Thursday 8 September 2016

Bake Off, Write Off by Keren David

So, I'm watching The Great British Bake Off and I'm wondering if there are metaphors or messages there that can apply to writing.

And of course there are. Loads of them.  Bake Off is about a mixed bunch of people getting creative and making things. Sometimes everything goes to plan, and sometimes our stories are vastly over-ambitious, over-egged and fail to rise. Sometimes our plots are half-baked. And anyone can be guilty of piling too much decorative detail onto an insubstantial spongey base. 

Cake made by my sister. Very yummy. 
There are three parts to Bake Off. There's task of the week, where they all have to produce something similar, yet different. And children's literature can feel a little bit like that sometimes, particularly when you hear about someone writing what sounds like the exact same book as you. Same setting, same themes, same...oh well, throw it in the bin, might as well not bother. No! No! That's not the message,  Take comfort from Bake Off, and remember that what matters is doing your own thing well - and no man's gingersnap is the same as his neighbour's.

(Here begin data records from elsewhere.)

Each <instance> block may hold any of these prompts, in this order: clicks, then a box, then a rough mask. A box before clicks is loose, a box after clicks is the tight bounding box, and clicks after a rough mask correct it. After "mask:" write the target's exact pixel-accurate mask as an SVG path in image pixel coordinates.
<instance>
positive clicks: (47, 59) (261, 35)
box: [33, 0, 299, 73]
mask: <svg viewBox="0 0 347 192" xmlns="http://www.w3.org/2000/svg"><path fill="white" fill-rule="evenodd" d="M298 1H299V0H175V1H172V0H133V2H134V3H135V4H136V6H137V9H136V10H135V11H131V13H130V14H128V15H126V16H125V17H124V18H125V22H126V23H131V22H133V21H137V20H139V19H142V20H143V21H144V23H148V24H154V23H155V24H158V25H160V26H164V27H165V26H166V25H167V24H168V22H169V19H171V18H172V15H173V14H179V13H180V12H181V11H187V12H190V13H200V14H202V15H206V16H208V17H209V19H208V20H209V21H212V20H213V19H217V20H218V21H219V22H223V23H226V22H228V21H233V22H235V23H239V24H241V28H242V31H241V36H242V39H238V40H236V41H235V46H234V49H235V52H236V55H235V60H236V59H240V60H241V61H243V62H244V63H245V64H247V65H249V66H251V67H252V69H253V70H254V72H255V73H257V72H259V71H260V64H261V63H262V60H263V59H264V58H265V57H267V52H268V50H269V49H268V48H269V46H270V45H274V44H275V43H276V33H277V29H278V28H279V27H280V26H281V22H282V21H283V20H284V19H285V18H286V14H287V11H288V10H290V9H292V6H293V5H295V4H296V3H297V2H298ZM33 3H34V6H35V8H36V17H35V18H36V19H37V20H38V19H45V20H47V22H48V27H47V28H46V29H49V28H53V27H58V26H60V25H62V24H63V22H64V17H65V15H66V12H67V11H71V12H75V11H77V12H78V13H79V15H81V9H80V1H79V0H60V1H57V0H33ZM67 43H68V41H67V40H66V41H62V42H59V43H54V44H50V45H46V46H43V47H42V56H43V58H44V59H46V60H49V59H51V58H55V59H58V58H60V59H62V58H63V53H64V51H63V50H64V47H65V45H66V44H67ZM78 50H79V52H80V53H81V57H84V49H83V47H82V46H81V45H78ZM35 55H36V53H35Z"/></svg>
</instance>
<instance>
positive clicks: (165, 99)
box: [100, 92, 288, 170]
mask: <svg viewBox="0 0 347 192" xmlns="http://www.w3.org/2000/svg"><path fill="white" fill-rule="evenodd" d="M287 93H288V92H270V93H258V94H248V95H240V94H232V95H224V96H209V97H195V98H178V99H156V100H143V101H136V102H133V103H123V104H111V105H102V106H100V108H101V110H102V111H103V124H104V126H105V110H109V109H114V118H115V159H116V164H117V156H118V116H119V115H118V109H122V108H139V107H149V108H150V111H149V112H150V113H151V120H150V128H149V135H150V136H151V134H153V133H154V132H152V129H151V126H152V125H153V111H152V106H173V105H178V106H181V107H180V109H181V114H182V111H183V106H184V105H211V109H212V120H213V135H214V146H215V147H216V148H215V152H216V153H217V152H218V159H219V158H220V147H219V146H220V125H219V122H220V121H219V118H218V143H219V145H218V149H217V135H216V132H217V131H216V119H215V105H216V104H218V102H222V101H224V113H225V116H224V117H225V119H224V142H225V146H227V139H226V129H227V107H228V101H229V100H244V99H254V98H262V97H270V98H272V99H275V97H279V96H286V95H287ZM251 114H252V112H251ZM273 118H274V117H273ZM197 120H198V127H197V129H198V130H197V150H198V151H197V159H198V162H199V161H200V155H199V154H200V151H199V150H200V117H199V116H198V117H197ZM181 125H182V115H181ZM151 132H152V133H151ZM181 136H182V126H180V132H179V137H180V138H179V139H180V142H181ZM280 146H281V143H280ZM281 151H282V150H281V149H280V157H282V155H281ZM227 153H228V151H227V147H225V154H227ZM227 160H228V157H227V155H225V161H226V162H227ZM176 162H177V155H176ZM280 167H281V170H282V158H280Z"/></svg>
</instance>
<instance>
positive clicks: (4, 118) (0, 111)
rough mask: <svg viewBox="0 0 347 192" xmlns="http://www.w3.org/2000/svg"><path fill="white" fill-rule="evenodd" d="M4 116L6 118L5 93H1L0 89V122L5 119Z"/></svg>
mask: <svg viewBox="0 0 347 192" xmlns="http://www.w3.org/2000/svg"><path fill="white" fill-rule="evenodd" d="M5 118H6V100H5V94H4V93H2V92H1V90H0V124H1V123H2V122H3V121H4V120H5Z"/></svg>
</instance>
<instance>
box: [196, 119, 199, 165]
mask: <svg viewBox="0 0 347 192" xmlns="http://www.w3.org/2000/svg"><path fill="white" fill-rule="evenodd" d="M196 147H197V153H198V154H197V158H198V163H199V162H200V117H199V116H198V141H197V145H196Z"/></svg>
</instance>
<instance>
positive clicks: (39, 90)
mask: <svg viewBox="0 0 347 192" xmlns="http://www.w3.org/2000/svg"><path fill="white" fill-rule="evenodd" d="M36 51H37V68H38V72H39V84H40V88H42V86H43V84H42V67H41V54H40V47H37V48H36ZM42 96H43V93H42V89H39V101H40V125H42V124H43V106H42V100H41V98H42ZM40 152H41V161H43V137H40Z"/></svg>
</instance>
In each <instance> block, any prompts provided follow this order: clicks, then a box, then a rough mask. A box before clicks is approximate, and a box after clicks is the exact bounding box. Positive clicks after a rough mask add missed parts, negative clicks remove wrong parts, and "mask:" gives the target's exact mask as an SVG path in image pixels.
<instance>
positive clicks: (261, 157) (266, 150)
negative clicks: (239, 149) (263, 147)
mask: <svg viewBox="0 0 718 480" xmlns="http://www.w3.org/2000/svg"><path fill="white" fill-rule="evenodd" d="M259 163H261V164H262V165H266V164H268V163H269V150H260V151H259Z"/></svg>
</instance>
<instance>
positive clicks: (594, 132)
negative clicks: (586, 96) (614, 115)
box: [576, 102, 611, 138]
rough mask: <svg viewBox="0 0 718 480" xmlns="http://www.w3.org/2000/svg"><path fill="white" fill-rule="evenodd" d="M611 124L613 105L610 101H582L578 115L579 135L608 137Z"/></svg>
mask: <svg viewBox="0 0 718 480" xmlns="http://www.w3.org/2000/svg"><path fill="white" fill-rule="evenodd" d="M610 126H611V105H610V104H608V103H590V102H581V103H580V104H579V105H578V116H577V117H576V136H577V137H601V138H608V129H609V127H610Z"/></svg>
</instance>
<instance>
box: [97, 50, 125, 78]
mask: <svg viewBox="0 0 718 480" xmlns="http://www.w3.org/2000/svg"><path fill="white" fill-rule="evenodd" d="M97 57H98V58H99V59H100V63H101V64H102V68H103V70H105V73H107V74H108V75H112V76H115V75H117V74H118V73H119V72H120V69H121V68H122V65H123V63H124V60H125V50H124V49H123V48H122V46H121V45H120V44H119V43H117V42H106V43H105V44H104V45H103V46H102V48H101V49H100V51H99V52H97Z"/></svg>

Then there's the technical challenge. The fiendish section where contestants have bits of a recipe and have to guess the rest. Experience helps here, and instinct. Also luck. All these are important in writing, too. But my lesson from the technical challenge is that you don't always need a strict recipe to create something. You can make it up! Defy Paul and Mary! Sure, you won't win, but who cares about winning? What is winning anyway? Freedom! Spontaneity! Dumplings! Doughnuts!

And then there's the showstopper. The grand, ambitious, high concept project. The one where the bakers express themselves in the medium of  -  say - flapjack. The one where they think big and dig deep, use shapes and spices to show their diversity and personality. We writers too need showstoppers, especially at the beginning of our career, the middle of our career and when we are trying to stave off the end of our career, which is all the time. Five minutes left, bakers! Five minutes! At every blasted point of our careers we need to produce massive, bulging, over-thought, personalised show-stoppers. And then promote them on social media. And then no one eats them. It's tragic really. 

But the main message of Bake Off is that co operation matters as much as competition, that even the soggiest of bottoms might have some merit, and that you should never tip your creation in the bin. Have fun, try not to cry, and trust your inner Paul Hollywood. Oh, you don't want an inner Paul? If you can't stand the heat, get out of the kitchen. Not really. Stay in the kitchen! Turn up the heat! It's only a sodding meringue, woman, no need to lose it! 

And as for writers' incomes -  there's no dough for anyone, except some people get all the cherries and all the the icing and all the cake too, jam today, no jam tomorrow, it's all pie in the sky. Let them eat cake, I say, also have your cake and eat it, if you have it in the first place which is a bit dubious. 

Sometimes you have to let go a bit. Don't be afraid to make a fool of yourself. Change your image. If Ed Balls can don sequins and fake tan, then you could write a sex scene or channel a talking animal. It is Bake Off that he's in this year, isn't it? 

Anyway, the message is clear. Writing is a competition which you shouldn't take too seriously. Follow the recipe or make it all up. Go to the jungle, eat worms, cook them up and serve to Paul Hollywood. Witchety grubs = critics. Free scones for librarians!.  Mix it up, pop it in the oven, do a salsa and you've got a bestseller.


I'm going to have a little lie down now. And a Jaffa Cake. 



2 comments:

Lynne Benton said...

Great post, Keren! As a fellow-fan of Bake-Off, it all makes a lot of sense to me. Back to the chocolate bread, then...

Susan Price said...

So true, so true. And pass me one of those jaffa cakes.